Todo aquello era muy raro, iban vestidos prácticamente igual, hasta llevaban un bastón parecido. Incluso daba la sensación de que se parecían físicamente, de que la voz que sonaba en sus cabezas cuando leían algo era la misma, de que el perfume olía igual en ambos. Si en aquel momento alguien le hubiera dicho que eran hermanos separados al nacer quizás le habría creído, pero nadie lo dijo, así que seguía siendo tan solo el inútil del vecino. Cuando empezó a recorrer el pasillo principal de la casa, la sensación de extrañeza no disminuyó en absoluto, más bien al contrario. El piso tenía una disposición idéntica a la del suyo, con la salvedad de que todo estaba al otro lado que en su casa, pero ya no era sólo una cuestión de habitaciones, los muebles eran idénticos, los cuadros, las alfombras, hasta las malditas muescas de cuando Teodoro rozó la pared con la nevera nueva, todo estaba replicado allí, sólo que del otro lado. Cuando entraron al salón casi se desmaya, de pie, junto al mueble bar, había un tipo idéntico a Teodoro.

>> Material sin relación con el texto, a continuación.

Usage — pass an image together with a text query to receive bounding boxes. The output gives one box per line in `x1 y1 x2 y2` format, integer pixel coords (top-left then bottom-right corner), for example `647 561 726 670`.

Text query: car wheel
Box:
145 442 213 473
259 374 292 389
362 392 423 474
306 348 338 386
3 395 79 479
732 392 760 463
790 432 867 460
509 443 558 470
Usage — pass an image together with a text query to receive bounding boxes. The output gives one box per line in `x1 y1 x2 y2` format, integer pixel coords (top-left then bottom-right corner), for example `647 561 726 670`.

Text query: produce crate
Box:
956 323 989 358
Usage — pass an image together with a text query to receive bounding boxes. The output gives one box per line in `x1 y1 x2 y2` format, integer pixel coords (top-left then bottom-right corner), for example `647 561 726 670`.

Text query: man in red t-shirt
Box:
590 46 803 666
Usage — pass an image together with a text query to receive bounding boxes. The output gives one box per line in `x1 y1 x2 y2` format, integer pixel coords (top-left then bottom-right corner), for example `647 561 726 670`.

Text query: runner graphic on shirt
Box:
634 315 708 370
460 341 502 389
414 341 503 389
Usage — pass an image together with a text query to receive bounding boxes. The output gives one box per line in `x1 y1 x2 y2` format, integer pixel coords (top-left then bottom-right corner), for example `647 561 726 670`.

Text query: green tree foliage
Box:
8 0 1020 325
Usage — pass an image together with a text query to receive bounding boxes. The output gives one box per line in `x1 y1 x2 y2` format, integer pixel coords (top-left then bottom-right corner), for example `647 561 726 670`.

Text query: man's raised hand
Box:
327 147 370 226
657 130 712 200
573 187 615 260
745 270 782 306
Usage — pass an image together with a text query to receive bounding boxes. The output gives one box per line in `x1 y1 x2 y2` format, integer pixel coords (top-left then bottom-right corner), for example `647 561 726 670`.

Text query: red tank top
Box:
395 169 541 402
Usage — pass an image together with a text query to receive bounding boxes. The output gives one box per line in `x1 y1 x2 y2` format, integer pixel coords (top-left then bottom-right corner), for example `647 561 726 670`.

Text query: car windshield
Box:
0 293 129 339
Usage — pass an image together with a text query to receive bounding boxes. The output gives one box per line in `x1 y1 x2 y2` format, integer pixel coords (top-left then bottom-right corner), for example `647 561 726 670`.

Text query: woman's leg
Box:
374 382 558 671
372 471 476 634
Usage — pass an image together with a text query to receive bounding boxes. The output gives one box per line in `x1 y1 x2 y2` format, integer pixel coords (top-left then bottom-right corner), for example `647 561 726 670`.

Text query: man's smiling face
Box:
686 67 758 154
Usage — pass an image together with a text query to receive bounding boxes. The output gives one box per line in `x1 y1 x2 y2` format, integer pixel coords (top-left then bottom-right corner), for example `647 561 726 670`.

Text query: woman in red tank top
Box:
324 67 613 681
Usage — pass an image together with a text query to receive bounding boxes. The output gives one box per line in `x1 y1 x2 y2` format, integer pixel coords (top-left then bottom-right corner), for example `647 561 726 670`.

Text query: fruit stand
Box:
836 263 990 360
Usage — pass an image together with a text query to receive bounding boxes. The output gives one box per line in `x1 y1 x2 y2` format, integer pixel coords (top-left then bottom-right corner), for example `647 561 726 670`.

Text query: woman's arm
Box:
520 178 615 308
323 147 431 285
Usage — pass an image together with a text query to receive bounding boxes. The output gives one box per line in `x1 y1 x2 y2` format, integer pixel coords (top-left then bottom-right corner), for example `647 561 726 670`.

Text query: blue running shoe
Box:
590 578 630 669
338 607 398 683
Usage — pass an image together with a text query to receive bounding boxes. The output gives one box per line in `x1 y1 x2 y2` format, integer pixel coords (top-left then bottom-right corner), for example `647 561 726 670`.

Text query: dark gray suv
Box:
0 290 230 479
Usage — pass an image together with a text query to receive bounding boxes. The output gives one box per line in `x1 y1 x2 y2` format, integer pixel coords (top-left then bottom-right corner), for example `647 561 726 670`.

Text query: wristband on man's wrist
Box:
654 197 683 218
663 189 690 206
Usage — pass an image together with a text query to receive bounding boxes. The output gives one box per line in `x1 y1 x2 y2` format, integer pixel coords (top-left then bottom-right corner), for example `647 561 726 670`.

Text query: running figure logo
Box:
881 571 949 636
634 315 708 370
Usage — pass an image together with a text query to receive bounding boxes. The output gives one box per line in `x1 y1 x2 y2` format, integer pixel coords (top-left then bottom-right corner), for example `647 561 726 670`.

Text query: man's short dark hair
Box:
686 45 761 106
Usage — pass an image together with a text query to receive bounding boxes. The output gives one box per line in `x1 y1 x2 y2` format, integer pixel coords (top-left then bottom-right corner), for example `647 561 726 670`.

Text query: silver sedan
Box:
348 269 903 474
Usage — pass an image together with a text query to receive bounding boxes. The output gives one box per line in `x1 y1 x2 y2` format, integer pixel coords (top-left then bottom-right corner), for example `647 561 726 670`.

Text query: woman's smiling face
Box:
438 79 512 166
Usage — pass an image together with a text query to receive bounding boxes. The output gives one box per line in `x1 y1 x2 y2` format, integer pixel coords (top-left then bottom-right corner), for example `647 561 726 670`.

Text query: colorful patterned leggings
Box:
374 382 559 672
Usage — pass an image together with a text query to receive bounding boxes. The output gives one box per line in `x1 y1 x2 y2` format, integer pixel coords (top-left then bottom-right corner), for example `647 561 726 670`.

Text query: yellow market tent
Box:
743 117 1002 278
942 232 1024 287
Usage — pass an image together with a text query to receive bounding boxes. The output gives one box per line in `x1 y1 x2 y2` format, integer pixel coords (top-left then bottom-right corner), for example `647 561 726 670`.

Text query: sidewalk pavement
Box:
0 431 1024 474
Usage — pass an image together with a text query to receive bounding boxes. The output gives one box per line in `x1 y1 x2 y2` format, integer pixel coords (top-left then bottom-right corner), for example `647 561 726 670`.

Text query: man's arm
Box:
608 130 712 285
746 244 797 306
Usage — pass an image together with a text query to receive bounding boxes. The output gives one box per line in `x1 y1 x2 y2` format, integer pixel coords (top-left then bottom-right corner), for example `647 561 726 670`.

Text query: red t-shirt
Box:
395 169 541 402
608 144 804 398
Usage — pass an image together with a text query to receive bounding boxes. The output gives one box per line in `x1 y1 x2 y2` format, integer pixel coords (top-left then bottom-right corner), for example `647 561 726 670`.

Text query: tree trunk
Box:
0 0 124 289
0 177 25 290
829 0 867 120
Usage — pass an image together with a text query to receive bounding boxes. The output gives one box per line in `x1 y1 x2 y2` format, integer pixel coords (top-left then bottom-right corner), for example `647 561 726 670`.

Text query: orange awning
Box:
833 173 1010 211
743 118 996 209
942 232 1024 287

¿Qué estaba pasando? ¿Cómo podía ser aquello? ¿Esa persona a la que odiaba solamente por tener las mismas iniciales y vivir en el mismo bloque, en el único maldito piso que se podría confundir con el suyo si la chapa de un buzón se quedase girada ahora resulta que iba a ser una persona encantadora y que encima tendría los mismos gustos que él? No estaba dispuesto a consentirlo. Le pidió a su anfitrión amablemente que aceptara la carta y acto seguido le desafió a un duelo. “¿Para qué quiero una carta si puedo morir ahora mismo?” le respondió él al tiempo que desenvainaba la espada de su bastón. A lo que él, reconociendo a su oponente, le espetó que si no sería de mayor decoro enfrentarse en un combate de boxeo tal y como dictaba su condición de caballeros. Estuvieron de acuerdo, así que soltaron los bastones, se quedaron a torso descubierto y comenzaron el combate. El Teodoro original había subido al piso, preocupado por lo que él estaba tardando en bajar, y ahora contemplaba absorto la refriega, sentado a la derecha del otro Teodoro, que también estaba sumido en la visión del duelo entre caballeros.

Esto no solucionó en absoluto sus diferencias, de hecho, el combate era un espectáculo surrealista. Cada golpe que él lanzaba, era replicado por su oponente por el lado contrario y viceversa, ninguno de los dos era capaz de impactar en el otro. Los Teodoros juran que en algún momento los vieron parar y golpearse a sí mismos, como si pensasen que estaban atrapados en un sueño o algo así y hasta eso lo hacían al unísono sólo que invertidos de derecha a izquierda. Fueron pasando los días y el sempiterno duelo seguía su curso sin que ninguno de los dos hubiera conseguido aún asestar un golpe a su contrario. Y así estuvieron hasta la eternidad.

—¿Y si estuvieron así hasta la eternidad cuándo te lo contó a ti?

—No me lo contó, pero si no ¿qué explicación tiene ese reloj de ahí, el de los dos boxeadores que nunca se tocan?